Se ti chiami Leo salvi il Varese Gelsomini rossi

Meraviglioso, crudele, struggente. Andrà così: ammazzarsi di paura o saltare in campo come cavallette pazze di gioia. Pulcini bagnati, draghi assassini. Se gestisci, muori. Vai all’arrembaggio e trionfi: rifatelo a Brescia. Sempre sul filo del rasoio, rischi di romperti il collo o di toccare il cielo. Squadra devastante: in ogni senso. 4-0 alla seconda, e potevano essere 6, ma poi la seconda arriva a un palo dal 4-3. È tutto lì:

fai 5 gol a una squadra da playoff e ne becchi 4 a Vercelli. Non c’è via di mezzo, sempre che il Varese e i suoi tifosi vogliano la via di mezzo: forse, no. Meglio tornare bambini come abbiamo fatto in tremila ieri, a costo poi di invecchiare in un colpo solo. Vorremmo sempre vedere una squadra di ragazzi della via Pal con le fionde: non è una questione d’età, ma di spirito.

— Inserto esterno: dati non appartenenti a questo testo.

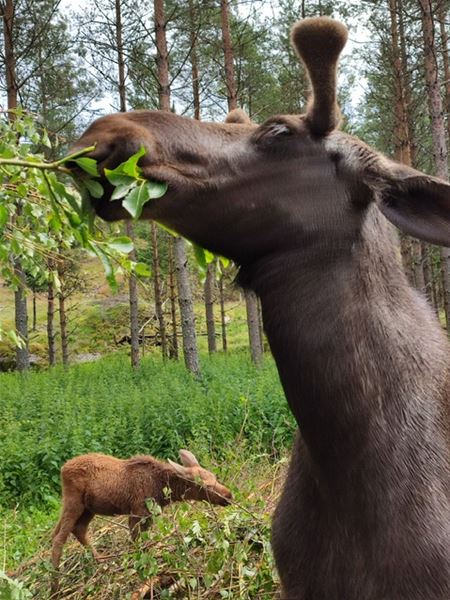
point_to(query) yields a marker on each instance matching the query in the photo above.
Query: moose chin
(305, 210)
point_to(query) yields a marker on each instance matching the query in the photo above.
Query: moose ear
(178, 468)
(188, 459)
(419, 205)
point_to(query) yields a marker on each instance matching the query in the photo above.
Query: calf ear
(237, 115)
(188, 459)
(417, 204)
(178, 468)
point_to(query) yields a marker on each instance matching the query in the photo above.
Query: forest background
(110, 293)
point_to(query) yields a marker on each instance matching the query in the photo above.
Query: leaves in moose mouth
(94, 188)
(130, 185)
(89, 165)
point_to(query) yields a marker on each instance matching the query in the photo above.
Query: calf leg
(80, 531)
(138, 524)
(72, 511)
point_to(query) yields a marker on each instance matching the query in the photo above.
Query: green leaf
(122, 190)
(130, 167)
(200, 256)
(94, 188)
(88, 164)
(157, 189)
(118, 178)
(142, 270)
(121, 244)
(136, 199)
(4, 214)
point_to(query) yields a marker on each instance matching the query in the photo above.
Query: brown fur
(98, 484)
(365, 513)
(319, 43)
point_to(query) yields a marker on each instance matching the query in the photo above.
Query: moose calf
(100, 484)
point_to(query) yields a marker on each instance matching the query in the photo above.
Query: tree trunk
(184, 289)
(173, 351)
(437, 129)
(194, 59)
(120, 57)
(51, 336)
(402, 146)
(157, 291)
(230, 80)
(21, 318)
(62, 312)
(10, 59)
(162, 55)
(442, 15)
(251, 302)
(134, 312)
(63, 329)
(132, 280)
(209, 307)
(186, 308)
(20, 300)
(445, 252)
(222, 314)
(33, 328)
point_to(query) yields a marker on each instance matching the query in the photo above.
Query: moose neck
(342, 325)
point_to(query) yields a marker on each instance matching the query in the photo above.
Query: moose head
(246, 191)
(303, 208)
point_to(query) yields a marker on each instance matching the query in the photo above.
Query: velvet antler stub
(319, 42)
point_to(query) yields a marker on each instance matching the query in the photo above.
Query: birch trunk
(437, 129)
(157, 290)
(20, 299)
(186, 308)
(173, 350)
(209, 308)
(185, 300)
(134, 305)
(251, 301)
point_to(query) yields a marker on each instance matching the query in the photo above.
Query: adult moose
(304, 210)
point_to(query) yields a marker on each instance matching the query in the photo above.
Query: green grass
(48, 417)
(235, 419)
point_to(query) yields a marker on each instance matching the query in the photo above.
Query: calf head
(207, 487)
(291, 184)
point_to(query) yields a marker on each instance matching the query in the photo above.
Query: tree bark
(209, 308)
(251, 302)
(10, 59)
(437, 129)
(63, 314)
(120, 57)
(162, 55)
(223, 314)
(51, 336)
(157, 290)
(63, 329)
(20, 299)
(445, 252)
(230, 80)
(173, 350)
(402, 145)
(184, 289)
(186, 308)
(194, 59)
(134, 308)
(33, 327)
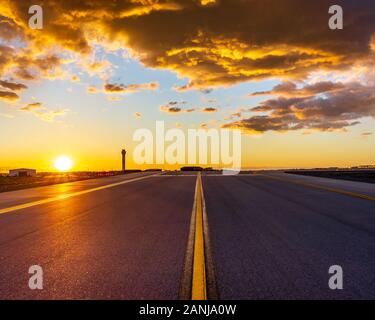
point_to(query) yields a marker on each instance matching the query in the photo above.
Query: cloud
(121, 88)
(32, 106)
(50, 115)
(366, 134)
(8, 96)
(12, 85)
(213, 43)
(91, 89)
(209, 109)
(38, 110)
(169, 109)
(137, 115)
(173, 109)
(290, 89)
(332, 110)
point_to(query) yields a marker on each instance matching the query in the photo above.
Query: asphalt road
(276, 240)
(270, 239)
(124, 242)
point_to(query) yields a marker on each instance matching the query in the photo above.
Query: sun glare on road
(63, 163)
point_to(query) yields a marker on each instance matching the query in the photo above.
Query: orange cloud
(121, 88)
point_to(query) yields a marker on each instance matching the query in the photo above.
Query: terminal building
(22, 172)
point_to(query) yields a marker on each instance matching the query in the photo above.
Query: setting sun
(63, 163)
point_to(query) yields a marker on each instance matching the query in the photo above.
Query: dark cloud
(325, 111)
(223, 43)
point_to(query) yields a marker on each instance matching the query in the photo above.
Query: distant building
(22, 172)
(192, 168)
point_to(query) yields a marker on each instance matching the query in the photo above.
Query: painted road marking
(69, 195)
(198, 291)
(315, 186)
(198, 278)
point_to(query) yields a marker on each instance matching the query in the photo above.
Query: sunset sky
(302, 94)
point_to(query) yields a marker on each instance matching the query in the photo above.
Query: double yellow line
(198, 278)
(199, 291)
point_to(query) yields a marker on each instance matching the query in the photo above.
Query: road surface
(128, 237)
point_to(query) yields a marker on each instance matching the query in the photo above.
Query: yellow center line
(199, 273)
(68, 195)
(315, 186)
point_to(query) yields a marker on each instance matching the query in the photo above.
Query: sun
(63, 163)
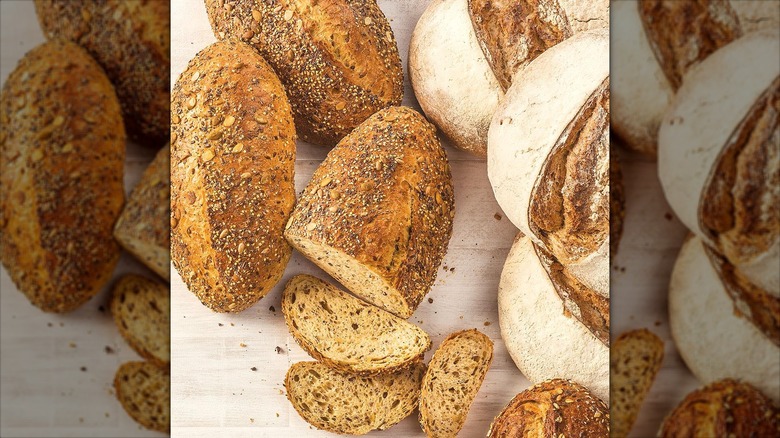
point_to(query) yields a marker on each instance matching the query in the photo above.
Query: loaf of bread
(348, 404)
(723, 408)
(552, 409)
(540, 332)
(718, 159)
(62, 151)
(144, 227)
(338, 59)
(131, 41)
(454, 376)
(144, 391)
(232, 167)
(377, 213)
(141, 309)
(347, 333)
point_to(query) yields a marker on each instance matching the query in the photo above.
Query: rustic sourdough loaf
(454, 376)
(349, 404)
(377, 213)
(131, 41)
(347, 333)
(62, 150)
(232, 167)
(144, 227)
(338, 59)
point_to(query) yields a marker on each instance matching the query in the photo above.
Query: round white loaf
(543, 342)
(713, 341)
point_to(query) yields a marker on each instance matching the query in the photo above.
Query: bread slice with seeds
(144, 391)
(345, 332)
(453, 379)
(141, 310)
(346, 403)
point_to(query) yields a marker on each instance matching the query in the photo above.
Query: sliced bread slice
(346, 403)
(345, 332)
(144, 391)
(453, 379)
(141, 310)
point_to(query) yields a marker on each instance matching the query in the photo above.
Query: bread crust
(62, 150)
(232, 162)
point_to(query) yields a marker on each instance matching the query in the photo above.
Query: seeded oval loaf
(454, 376)
(144, 227)
(232, 169)
(338, 59)
(141, 311)
(62, 151)
(377, 213)
(552, 409)
(719, 164)
(542, 336)
(713, 337)
(723, 408)
(131, 41)
(144, 391)
(345, 403)
(345, 332)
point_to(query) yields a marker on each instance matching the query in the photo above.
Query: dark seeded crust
(141, 311)
(62, 150)
(144, 227)
(131, 40)
(682, 33)
(723, 408)
(145, 393)
(232, 169)
(338, 59)
(339, 323)
(513, 33)
(553, 409)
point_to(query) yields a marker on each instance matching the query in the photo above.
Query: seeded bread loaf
(232, 168)
(145, 393)
(338, 59)
(344, 403)
(62, 151)
(141, 311)
(130, 39)
(377, 213)
(144, 227)
(454, 376)
(347, 333)
(552, 409)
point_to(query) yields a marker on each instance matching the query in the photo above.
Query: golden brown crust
(338, 59)
(552, 409)
(232, 169)
(513, 33)
(130, 39)
(62, 150)
(723, 408)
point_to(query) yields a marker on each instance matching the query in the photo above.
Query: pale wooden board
(44, 391)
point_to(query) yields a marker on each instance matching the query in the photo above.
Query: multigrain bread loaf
(347, 333)
(144, 227)
(348, 404)
(377, 213)
(131, 41)
(552, 409)
(232, 169)
(723, 408)
(62, 150)
(145, 393)
(635, 359)
(454, 376)
(338, 59)
(141, 311)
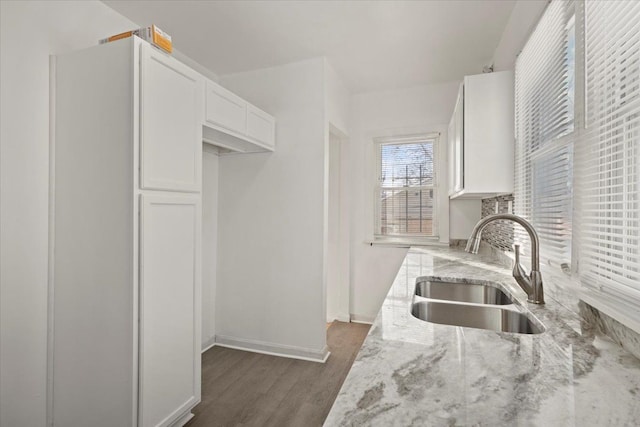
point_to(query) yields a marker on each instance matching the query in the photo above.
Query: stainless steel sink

La chiave: il rapporto tecnico-giovani-senatori. Uno di noi, uno di voi. E il coraggio di Bettinelli: ha buttato dentro Scapinello, ha rischiato Barberis, ha fatto alzare Miracoli. Ha lasciato in tribuna Petkovic. Ha la forza di aspettare Blasi. Di più: i nomi non contano,

Tecnicamente, tre verità assolute. 1) Quando c’è Zecchin, è un’altra cosa: corner, punizioni e perfino i suoi respiri diventano azioni da gol; Rivas deve stare attento allo Scapinello di ieri perché ha fame, idee e un allenatore che crede in lui. 2) Un regista bravo anche nel lavoro sporco (Capezzi non è

un fighetta che gioca in punta di piedi) e a liberare Corti dalla responsabilità di fare tutto lui, mancava dai tempi di Buba. E si chiama Leonardo, il destino nel nome. 3) Al nucleo storico si aggiunge Rea, per quello che dice e fa: i marescialli non sono come gli ufficiali, ma trascinano la caserma.

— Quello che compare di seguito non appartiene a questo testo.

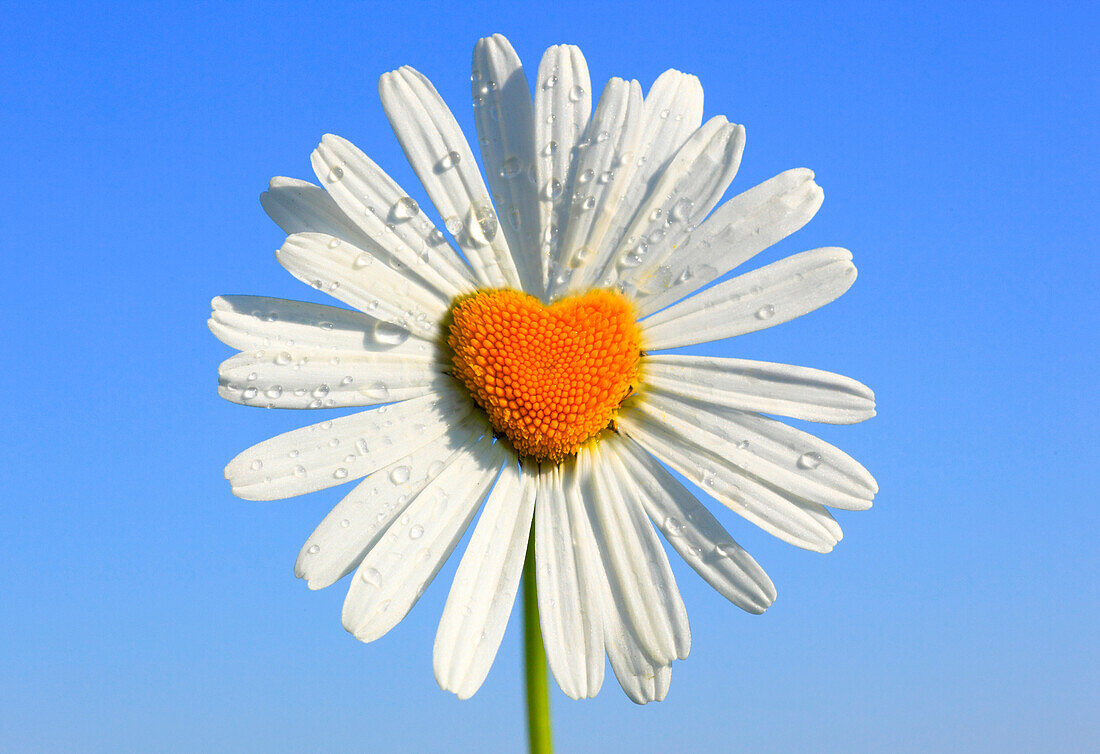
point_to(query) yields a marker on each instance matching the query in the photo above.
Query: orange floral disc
(549, 378)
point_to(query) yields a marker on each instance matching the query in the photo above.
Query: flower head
(520, 372)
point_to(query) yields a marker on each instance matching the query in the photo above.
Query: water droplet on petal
(810, 460)
(371, 577)
(406, 208)
(449, 161)
(389, 334)
(510, 167)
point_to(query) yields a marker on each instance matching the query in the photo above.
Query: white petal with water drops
(381, 292)
(602, 174)
(404, 561)
(637, 567)
(356, 523)
(567, 565)
(735, 232)
(695, 534)
(761, 386)
(761, 298)
(562, 106)
(485, 583)
(259, 324)
(299, 206)
(342, 449)
(391, 218)
(293, 378)
(683, 194)
(793, 520)
(504, 113)
(672, 111)
(783, 457)
(441, 157)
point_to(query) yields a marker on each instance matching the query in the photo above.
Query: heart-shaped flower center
(549, 377)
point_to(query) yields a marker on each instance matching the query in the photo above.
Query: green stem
(535, 662)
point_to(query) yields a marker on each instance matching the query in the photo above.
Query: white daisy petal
(400, 235)
(400, 566)
(772, 451)
(260, 323)
(505, 118)
(343, 449)
(602, 174)
(696, 535)
(682, 195)
(673, 112)
(485, 583)
(761, 298)
(355, 277)
(356, 523)
(562, 106)
(312, 379)
(441, 157)
(567, 566)
(789, 517)
(299, 206)
(641, 679)
(637, 567)
(735, 232)
(761, 386)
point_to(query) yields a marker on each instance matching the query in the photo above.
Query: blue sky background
(146, 609)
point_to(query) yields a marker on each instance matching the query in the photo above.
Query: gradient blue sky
(146, 609)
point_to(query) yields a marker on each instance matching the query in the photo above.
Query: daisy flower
(521, 370)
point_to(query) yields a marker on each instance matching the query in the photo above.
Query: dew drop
(389, 334)
(552, 189)
(726, 550)
(681, 210)
(449, 161)
(406, 208)
(512, 167)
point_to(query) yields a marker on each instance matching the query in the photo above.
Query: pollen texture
(549, 377)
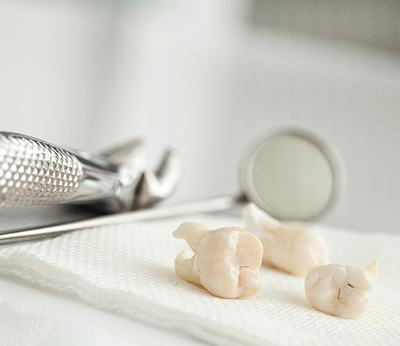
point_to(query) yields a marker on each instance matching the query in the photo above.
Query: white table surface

Scene da grande futuro che nasce piano, anche tra i rovi di Carpi o Vercelli. Da primo Varese di Fascetti, stagione 80/81, salvo nel fortino di Masnago all’ultima giornata: da lì nacque il miracolo dell’82. Sfrontatezza, incoscienza, riconoscenza, familiarità.

Scene da Lupoli, sotto la tribuna a dedicare il gol ai tifosi, indicandoli uno per uno, poi in braccio a Bettinelli: «Anche quando non gioco, qui mi sento importante». Qui si sente Messi non per il gol ma per quello che lascia in campo.

Scene come lo striscione appeso nei distinti da Martino Caliaro, 25 anni: “La Gorga e Scapinello orgoglio di Varese”. Incarna il nuovo che avanza, la capacità di capirlo e applaudirlo.

Giancarlo Giorgetti dice: «Hanno rubato i ciclamini bianchi e rossi che mia mamma aveva messo sulla tomba di papà Natale». Ieri quei ciclamini sono rispuntati: sul campo.

Franco Vanoni,che cura da sempre l’erba di Masnago, nell’intervallo dal suo seggiolino sull’ultima fila della tribuna laterale rimirava zolla per zolla il campo vuoto. Ci aveva lavorato fino a notte fonda. È stato il miglior (in) campo, cuore e passione tra i fili più dolci del mondo.

Infine, Marco del bar dello stadio: sale in tribuna mentre scende la sera con una birra. Vedendoci soli davanti al computer, ce la offre. È la famiglia biancorossa. Quella che fa tutto col cuore.